P. fibrosum is not susceptible to specific diseases or pests except those affecting the species. So, you can expect spider mites, aphids, mealybugs, scale insects or thrips, diseases like leaf spots, southern blight, etc. Luckily, they are uncommon.

One problem we must warn you about is root rot for those that overwater this plant, or their potting mix doesn’t drain.

Also, leaf discoloration (yellowing, browning, or turning black, including spots), curling, falling, or your plant drooping are common issues. They occur due to improper care, wrong growth conditions, and sometimes root rot, pests, or diseases.

Where to buy P. fibrosum

We bought out Philodendron fibrosum from Etsy.com. It has many trustworthy vendors worldwide and offers excellent prices.

Other places include eBay, Facebook, Instagram, Ecuagenera.com, and other smaller online vendors. Google should help you find some of these vendors near you.

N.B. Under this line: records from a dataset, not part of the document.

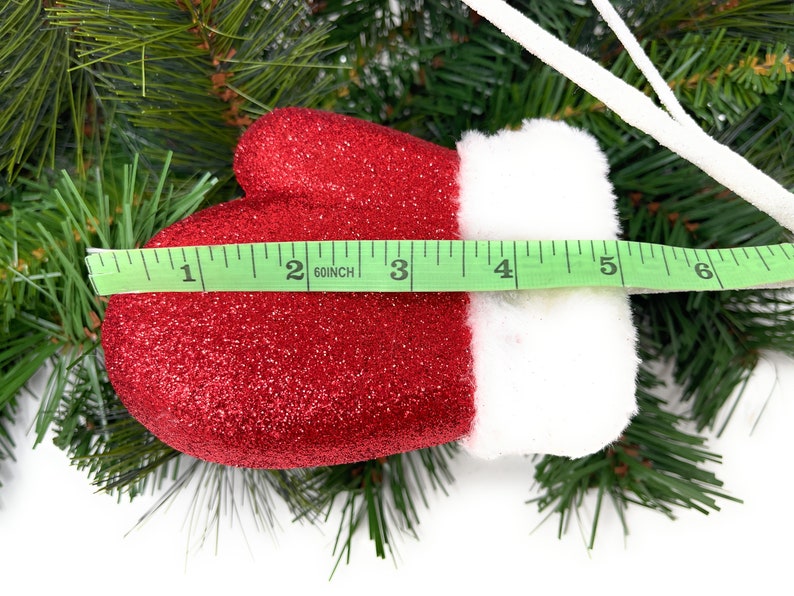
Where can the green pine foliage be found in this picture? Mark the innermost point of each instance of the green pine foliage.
(119, 117)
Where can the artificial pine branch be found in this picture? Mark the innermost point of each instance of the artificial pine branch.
(186, 76)
(470, 76)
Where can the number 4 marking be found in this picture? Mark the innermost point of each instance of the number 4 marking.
(504, 269)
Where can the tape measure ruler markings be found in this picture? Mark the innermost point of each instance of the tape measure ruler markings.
(437, 266)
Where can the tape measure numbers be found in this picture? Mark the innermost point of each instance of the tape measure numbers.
(437, 266)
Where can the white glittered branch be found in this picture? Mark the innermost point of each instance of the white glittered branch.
(673, 129)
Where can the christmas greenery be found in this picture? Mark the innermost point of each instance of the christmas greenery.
(118, 118)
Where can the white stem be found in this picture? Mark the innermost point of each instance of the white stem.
(690, 142)
(640, 58)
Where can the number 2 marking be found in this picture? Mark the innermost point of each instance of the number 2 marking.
(295, 269)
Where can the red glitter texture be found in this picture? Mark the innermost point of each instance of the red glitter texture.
(281, 380)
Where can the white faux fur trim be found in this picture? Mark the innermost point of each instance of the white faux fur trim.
(555, 369)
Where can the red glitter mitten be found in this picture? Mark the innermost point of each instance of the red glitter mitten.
(281, 380)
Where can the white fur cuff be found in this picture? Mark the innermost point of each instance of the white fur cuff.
(554, 369)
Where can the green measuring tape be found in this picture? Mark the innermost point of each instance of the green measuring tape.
(437, 266)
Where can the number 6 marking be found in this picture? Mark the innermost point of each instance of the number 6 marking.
(703, 272)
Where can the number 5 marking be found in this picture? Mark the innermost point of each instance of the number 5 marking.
(608, 267)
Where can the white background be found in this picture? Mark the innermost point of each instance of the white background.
(57, 534)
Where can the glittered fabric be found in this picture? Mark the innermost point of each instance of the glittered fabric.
(280, 380)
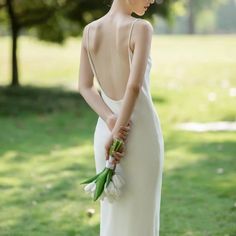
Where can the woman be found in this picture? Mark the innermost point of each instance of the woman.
(116, 50)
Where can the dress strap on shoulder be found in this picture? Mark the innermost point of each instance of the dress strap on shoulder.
(89, 56)
(129, 38)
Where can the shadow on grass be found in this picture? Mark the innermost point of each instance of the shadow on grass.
(29, 100)
(198, 196)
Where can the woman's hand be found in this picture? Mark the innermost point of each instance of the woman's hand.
(122, 134)
(111, 121)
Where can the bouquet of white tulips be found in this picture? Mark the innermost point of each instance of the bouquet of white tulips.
(107, 183)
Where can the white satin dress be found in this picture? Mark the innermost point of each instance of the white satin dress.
(137, 212)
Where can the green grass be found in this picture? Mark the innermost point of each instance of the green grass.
(47, 134)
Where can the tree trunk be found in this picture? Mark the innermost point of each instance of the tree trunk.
(191, 19)
(14, 32)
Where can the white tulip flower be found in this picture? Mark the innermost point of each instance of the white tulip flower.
(88, 188)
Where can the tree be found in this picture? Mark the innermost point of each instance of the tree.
(55, 20)
(195, 8)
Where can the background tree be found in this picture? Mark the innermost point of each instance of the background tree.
(55, 20)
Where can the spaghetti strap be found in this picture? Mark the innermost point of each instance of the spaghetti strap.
(89, 56)
(129, 38)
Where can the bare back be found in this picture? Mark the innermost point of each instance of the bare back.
(109, 44)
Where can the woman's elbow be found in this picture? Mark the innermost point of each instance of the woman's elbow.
(135, 88)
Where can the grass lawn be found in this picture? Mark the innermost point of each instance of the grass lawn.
(47, 135)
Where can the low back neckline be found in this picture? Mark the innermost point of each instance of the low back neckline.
(130, 53)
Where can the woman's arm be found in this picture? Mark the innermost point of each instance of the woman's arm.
(142, 35)
(86, 86)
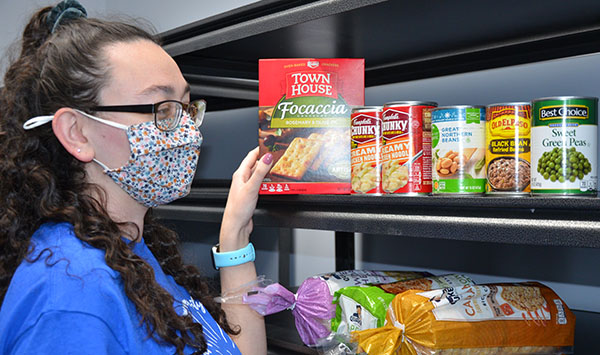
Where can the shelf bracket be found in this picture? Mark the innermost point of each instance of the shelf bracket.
(344, 251)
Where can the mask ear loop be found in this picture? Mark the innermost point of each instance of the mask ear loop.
(107, 122)
(36, 122)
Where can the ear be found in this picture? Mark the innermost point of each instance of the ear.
(67, 128)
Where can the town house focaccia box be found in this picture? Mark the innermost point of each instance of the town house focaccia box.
(304, 121)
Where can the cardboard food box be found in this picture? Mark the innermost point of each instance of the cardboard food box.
(304, 121)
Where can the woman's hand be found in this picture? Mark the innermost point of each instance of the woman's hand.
(241, 202)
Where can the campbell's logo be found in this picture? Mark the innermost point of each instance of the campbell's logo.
(313, 83)
(365, 128)
(577, 112)
(505, 122)
(395, 124)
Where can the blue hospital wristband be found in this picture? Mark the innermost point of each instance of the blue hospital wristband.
(232, 258)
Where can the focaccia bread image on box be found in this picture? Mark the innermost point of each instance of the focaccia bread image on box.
(304, 121)
(297, 158)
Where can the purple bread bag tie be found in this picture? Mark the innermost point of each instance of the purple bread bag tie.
(312, 306)
(271, 299)
(313, 311)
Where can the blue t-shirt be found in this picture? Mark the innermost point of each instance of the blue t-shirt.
(71, 302)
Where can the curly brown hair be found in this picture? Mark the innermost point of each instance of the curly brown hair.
(40, 181)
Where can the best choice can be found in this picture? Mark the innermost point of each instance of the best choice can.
(458, 141)
(564, 142)
(366, 150)
(406, 153)
(508, 153)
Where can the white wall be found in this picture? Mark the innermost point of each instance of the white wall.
(166, 15)
(14, 15)
(163, 15)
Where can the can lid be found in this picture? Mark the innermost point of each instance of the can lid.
(509, 103)
(458, 106)
(411, 103)
(565, 98)
(365, 108)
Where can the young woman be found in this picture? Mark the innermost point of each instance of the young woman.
(96, 127)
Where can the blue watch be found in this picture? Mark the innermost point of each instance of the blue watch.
(232, 258)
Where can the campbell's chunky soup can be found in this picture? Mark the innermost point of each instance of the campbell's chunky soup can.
(458, 147)
(406, 152)
(508, 153)
(564, 146)
(366, 150)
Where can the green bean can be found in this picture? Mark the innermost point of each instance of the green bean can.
(458, 147)
(564, 144)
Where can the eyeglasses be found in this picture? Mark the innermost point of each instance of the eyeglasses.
(167, 114)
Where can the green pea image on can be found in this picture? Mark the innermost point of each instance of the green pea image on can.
(458, 150)
(564, 143)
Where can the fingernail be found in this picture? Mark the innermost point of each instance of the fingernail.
(268, 158)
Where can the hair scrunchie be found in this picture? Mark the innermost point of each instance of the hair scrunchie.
(64, 12)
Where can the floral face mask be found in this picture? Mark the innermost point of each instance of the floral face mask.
(162, 164)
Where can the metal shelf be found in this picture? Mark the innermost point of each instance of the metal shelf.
(571, 222)
(399, 40)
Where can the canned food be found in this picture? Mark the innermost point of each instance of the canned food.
(366, 150)
(458, 141)
(508, 153)
(564, 142)
(406, 153)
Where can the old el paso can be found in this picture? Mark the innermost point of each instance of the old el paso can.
(366, 150)
(564, 143)
(458, 144)
(508, 153)
(406, 152)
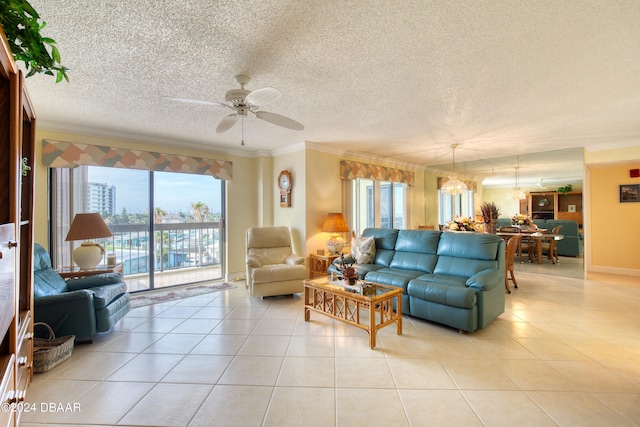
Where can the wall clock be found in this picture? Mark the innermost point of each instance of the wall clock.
(285, 183)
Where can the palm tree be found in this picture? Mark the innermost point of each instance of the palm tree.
(200, 211)
(158, 215)
(162, 241)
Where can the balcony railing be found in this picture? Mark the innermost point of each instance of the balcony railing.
(173, 247)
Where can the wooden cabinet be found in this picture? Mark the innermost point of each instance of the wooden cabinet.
(17, 143)
(554, 205)
(543, 205)
(570, 207)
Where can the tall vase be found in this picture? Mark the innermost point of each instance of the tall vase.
(490, 227)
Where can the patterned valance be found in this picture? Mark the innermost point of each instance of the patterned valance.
(471, 185)
(353, 170)
(58, 154)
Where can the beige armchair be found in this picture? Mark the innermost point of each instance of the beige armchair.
(272, 267)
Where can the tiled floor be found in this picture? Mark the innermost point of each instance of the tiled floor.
(566, 352)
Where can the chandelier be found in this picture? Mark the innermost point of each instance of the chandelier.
(454, 185)
(517, 193)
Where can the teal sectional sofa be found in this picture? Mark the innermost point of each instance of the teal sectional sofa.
(452, 278)
(570, 245)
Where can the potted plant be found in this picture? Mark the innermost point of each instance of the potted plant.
(490, 214)
(22, 26)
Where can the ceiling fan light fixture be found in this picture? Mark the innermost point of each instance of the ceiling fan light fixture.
(517, 193)
(454, 185)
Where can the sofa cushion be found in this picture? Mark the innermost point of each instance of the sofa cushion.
(418, 241)
(441, 293)
(385, 243)
(466, 268)
(268, 256)
(446, 279)
(47, 282)
(104, 295)
(479, 246)
(95, 280)
(278, 273)
(363, 249)
(393, 277)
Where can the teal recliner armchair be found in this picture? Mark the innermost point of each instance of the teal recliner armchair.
(80, 307)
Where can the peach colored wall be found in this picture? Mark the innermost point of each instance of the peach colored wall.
(614, 235)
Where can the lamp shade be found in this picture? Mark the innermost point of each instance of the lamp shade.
(88, 226)
(83, 227)
(334, 224)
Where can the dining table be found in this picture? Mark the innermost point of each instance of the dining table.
(539, 235)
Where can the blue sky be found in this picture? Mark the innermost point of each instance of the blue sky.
(173, 191)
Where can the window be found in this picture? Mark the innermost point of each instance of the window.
(450, 206)
(377, 204)
(167, 226)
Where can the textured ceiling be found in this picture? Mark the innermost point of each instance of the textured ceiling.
(399, 80)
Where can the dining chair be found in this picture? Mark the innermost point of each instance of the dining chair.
(514, 229)
(550, 247)
(512, 245)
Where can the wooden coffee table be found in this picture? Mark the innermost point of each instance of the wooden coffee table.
(382, 304)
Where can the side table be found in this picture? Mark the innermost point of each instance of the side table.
(318, 264)
(75, 272)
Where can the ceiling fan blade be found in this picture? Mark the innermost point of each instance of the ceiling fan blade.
(227, 123)
(263, 96)
(278, 120)
(196, 101)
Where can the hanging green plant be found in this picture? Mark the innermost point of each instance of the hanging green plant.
(21, 25)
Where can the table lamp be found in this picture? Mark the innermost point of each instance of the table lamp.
(334, 224)
(86, 226)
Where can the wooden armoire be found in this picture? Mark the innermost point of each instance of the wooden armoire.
(17, 155)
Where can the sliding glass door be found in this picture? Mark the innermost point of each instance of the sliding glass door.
(168, 228)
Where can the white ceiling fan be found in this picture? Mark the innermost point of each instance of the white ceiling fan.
(243, 101)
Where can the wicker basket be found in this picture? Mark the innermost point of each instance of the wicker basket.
(50, 352)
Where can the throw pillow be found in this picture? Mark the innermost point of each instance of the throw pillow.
(363, 249)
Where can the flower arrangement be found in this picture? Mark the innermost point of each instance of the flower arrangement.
(346, 270)
(461, 223)
(520, 219)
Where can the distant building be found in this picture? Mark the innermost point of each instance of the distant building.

Frequently asked questions

1. Is Philodendron fibrosum rare?

Yes. P. fibrosum is a rare and uncommon plant that only a few vendors have, even on large marketplaces like Etsy.com or eBay. You will not find it in your local tropical house seller, and none of the large-scale horticultural growers or big box stores have it.

2. What is the price of P. fibrosum?

Philodendron fibrosum price ranges from $50 to $100, with some selling starter plants or rooted/unrooted cuttings for much less than $50 and larger, established plants for more than $100.